Your character is running massive expenses by raising an army. That gives a reason for that player to keep returning, otherwise the other players will insist that they play that character.
You can schedule different play session times with a different DM. That could be beneficial. If all the DM can devote the time, and communicate between sessions. The players can make their rounds between all the DMs. If cohesion between the DMs could be established. I cannot even name one example of this occuring. Not even in 5e Adventures League. The DMs have no reason to communicate anything beyond submitting an update to a player's ledger.
Fantastic, thank you for the comment! I think you're right about the AC too.
This issue is dealt with in the rules - page 28 of the DMG: ‘In most cases, monsters not wearing armor will not have any weapon type adjustments allowed, as monster armor class in such cases pertains to the size, shape, agility, and/or magical nature of the creature.’
@@elliotvernon7971 A monster using natural weapons would recieve hefty penalties against an armored player charcter. That seems to have been handwaved by many. If the reverse is true. Again, no "to hit" modifiers are shown for natural weapons used by them. Nor is reach for these natural weapon attacks. Nor is weapon speed directly given. A few monsters indicate with vague language that they are "fast." All natural attacks are given a damage range, however no difference are made for medium or large targets.
There is plenty of combat design choices that didn't make its way into the Monster Manuel.
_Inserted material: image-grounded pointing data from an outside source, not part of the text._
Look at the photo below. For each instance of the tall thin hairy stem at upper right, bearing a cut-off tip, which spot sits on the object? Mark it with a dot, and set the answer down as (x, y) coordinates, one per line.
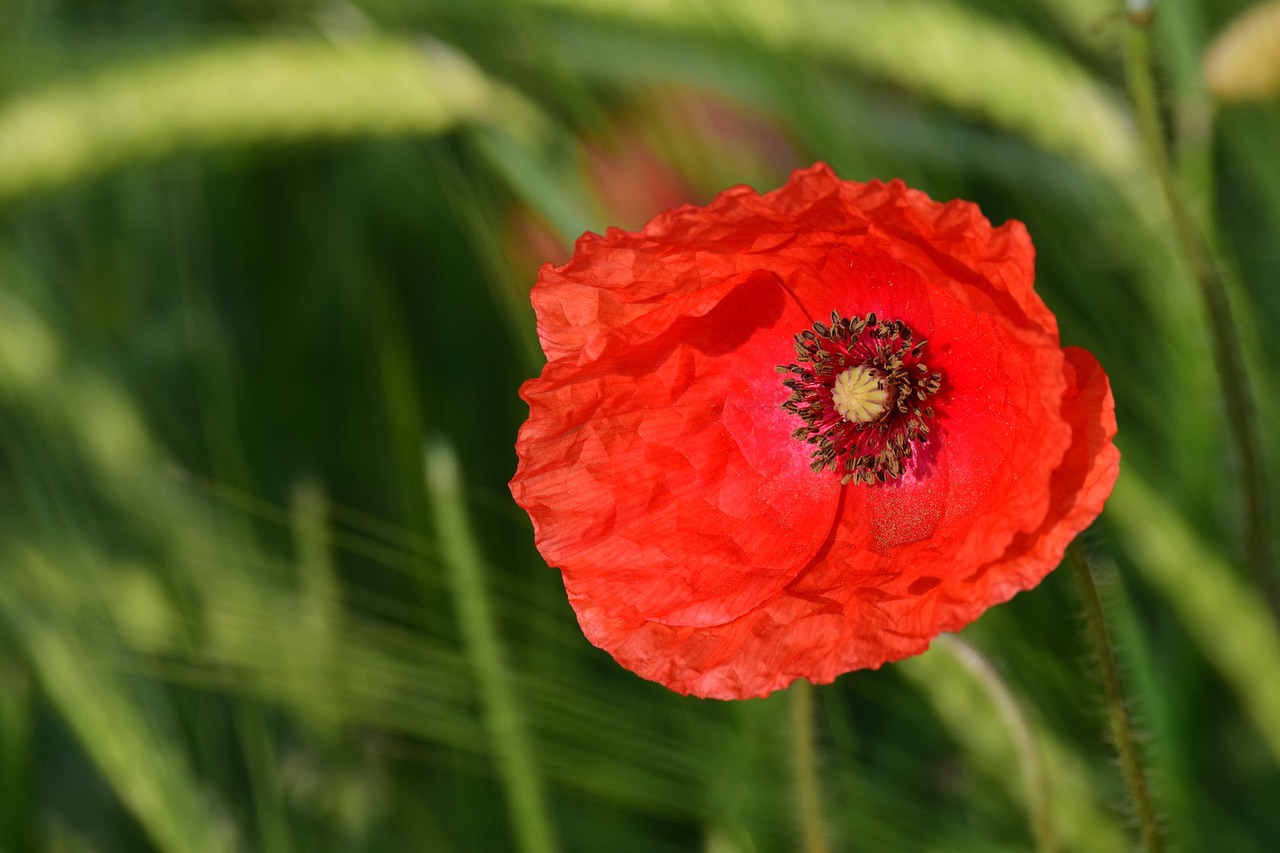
(1228, 353)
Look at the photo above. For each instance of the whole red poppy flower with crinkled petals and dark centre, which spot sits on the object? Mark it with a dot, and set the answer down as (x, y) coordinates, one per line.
(797, 435)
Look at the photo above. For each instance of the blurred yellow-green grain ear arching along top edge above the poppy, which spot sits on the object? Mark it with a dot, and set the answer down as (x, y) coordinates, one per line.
(939, 49)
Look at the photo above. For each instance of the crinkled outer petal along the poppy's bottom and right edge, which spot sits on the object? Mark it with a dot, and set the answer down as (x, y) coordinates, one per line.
(828, 624)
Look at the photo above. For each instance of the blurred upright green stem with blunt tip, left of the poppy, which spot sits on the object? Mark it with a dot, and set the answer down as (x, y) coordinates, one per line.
(511, 747)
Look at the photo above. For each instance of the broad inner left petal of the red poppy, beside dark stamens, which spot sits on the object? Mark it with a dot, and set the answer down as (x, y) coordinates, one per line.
(661, 476)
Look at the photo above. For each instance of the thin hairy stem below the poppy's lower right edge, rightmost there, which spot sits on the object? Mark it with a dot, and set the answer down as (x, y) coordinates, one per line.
(1118, 715)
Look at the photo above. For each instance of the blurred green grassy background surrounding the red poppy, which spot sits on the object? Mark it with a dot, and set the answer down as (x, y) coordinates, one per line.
(264, 275)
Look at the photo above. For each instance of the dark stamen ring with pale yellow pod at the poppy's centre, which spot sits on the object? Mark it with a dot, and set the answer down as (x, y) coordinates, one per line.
(860, 387)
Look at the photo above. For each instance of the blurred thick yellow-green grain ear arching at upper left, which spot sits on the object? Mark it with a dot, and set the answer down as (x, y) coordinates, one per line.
(266, 92)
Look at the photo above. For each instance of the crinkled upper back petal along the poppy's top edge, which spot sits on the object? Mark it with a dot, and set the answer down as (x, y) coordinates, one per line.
(621, 276)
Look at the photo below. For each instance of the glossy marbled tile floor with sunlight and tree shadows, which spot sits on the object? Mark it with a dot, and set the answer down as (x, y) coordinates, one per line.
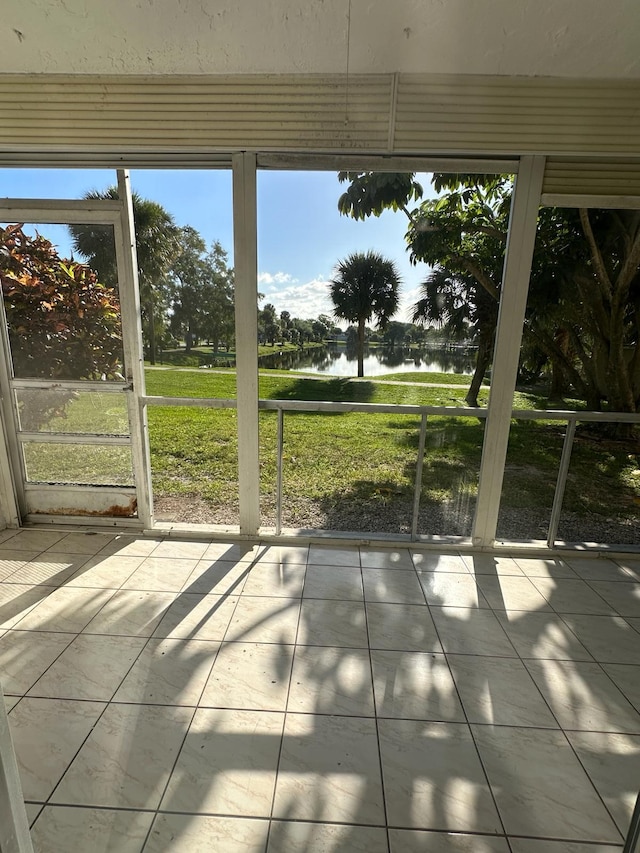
(189, 696)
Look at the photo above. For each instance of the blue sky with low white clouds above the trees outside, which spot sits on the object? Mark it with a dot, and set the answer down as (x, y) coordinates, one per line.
(301, 235)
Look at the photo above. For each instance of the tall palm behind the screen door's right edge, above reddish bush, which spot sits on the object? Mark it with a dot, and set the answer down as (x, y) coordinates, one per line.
(158, 244)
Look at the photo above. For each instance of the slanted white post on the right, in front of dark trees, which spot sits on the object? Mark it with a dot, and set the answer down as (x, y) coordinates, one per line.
(513, 302)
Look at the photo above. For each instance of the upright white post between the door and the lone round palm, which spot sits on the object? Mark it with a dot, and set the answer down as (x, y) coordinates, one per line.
(245, 261)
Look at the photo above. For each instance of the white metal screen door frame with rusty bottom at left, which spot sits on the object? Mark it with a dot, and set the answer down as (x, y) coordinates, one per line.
(119, 215)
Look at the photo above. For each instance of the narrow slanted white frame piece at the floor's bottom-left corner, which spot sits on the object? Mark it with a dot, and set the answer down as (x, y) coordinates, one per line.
(14, 828)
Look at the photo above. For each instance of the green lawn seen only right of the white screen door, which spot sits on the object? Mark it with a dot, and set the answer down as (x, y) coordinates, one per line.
(372, 457)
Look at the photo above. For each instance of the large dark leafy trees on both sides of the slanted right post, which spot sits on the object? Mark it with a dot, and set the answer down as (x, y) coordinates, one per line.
(583, 313)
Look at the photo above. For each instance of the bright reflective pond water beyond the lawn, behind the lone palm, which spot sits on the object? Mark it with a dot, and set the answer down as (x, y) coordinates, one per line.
(339, 360)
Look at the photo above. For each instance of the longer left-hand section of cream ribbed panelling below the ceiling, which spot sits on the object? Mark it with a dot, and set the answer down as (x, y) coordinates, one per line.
(169, 114)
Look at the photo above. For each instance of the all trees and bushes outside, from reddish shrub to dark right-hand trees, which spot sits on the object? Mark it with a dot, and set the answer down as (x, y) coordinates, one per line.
(582, 324)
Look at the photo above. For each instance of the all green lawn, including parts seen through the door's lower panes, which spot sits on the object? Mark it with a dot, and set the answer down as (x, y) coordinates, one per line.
(333, 462)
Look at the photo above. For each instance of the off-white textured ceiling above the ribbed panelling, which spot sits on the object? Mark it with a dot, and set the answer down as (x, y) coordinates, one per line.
(561, 38)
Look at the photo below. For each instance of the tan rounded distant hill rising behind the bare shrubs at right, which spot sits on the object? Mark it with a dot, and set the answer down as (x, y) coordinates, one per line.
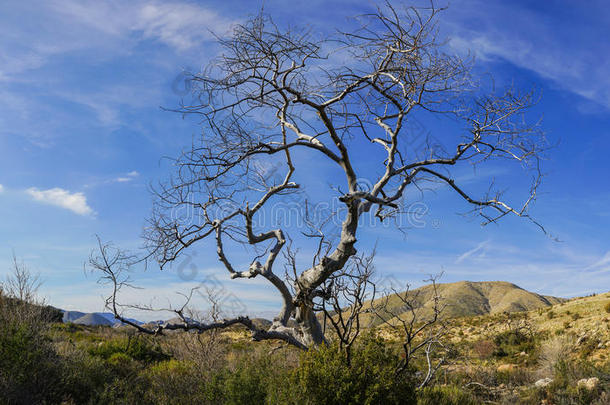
(468, 298)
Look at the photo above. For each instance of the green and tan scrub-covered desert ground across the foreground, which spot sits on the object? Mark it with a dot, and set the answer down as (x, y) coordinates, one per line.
(501, 358)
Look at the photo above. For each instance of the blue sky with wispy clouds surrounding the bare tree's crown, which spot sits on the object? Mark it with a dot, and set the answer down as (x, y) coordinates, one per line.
(82, 136)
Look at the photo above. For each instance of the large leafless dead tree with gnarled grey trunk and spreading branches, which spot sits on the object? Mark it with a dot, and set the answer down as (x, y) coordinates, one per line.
(277, 96)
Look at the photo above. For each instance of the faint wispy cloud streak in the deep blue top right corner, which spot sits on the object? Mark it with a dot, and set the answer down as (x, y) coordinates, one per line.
(533, 42)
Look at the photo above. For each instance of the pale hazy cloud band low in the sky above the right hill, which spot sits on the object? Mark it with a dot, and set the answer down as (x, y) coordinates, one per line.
(553, 269)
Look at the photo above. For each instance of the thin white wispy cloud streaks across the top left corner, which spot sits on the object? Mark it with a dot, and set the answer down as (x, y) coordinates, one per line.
(108, 27)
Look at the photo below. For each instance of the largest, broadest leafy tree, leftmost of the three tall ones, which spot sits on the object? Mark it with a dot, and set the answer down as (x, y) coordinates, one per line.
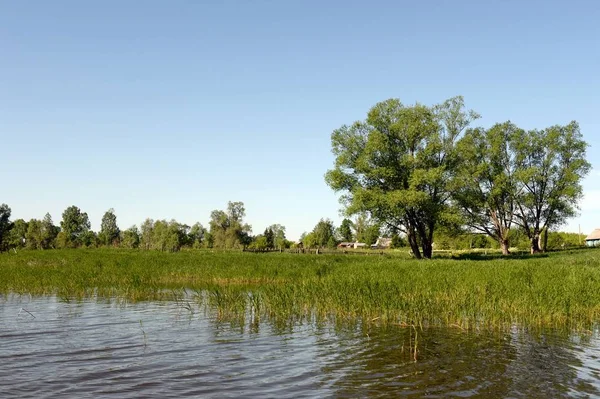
(397, 163)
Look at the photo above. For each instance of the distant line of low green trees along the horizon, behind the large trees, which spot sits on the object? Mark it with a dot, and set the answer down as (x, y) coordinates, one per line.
(227, 230)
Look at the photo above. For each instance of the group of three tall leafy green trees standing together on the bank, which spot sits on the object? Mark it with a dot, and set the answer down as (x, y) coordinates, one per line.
(417, 168)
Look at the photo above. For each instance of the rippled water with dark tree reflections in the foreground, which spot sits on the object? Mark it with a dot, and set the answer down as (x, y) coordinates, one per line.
(50, 348)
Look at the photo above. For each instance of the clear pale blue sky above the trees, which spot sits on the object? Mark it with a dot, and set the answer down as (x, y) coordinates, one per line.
(170, 109)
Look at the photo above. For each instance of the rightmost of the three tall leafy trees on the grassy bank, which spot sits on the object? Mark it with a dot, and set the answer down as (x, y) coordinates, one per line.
(551, 165)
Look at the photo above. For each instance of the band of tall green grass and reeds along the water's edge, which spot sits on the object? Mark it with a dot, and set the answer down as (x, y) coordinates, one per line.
(555, 290)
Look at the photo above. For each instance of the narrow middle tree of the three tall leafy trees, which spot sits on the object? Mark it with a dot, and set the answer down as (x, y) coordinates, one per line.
(484, 186)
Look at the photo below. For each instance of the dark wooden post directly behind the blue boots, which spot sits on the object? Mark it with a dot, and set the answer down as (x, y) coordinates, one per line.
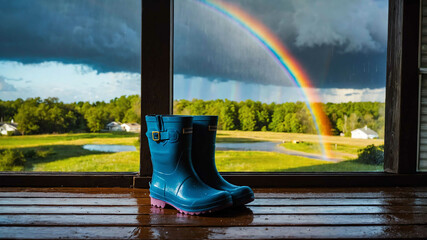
(157, 68)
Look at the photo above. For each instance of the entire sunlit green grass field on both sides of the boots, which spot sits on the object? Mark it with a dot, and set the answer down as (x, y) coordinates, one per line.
(67, 154)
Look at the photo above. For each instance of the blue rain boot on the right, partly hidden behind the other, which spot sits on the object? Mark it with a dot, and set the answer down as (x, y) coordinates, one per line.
(203, 157)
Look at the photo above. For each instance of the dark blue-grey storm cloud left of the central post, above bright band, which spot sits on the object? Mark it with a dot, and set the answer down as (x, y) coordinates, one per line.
(104, 34)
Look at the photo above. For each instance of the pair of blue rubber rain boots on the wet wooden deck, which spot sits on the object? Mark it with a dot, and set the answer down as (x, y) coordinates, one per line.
(184, 173)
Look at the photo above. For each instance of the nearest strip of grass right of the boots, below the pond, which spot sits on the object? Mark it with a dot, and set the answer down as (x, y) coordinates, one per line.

That is what you get when publishing books, before factoring in the consideration for what the other 2 books will contain.
@@josephpurdy8390 I think the historical reason is that by AD&D Gygax had lost interest in simulationist rules like weapon v armor, speed factors, specific area attacks or Role Master levels of crunch (see his discussion on the first column of the DMG p.61). For example, on EnWorld he said he never played weapon v armor, weapon speed, or any of the simulationist aspects of AD&D and, indeed, the evidence is he even stopped using miniatures by the time of AD&D. However, TSR was a business and Gygax had lots of war gamers and crunch players who were asking for these things at cons in the 1970s. He put them in (implemented from OD&D) to please a section of TSR's customers (who were into gaming knight v knight type combat) but did not go the whole hog and implement them for monsters. The DMG suggests the whole weapon v armor rules are optional rules any way (see DMG p.28).
@@elliotvernon7971 He makes that argument on simulatuonist rules in another part of the DMG. When it came to considerations for hit points. Yet, if you go through on a elf race, strength, dexterity, cavalier class, weapon "to hit" armor type modifiers, magic weapon, medium/long ranged attacks, target condition (prone/blind/stunned), backstab, and weapon specialization. These all can theoretically stack with one another. By only dismissing it for when applied to a player character hitting an unarmored monster. That may not be accurate.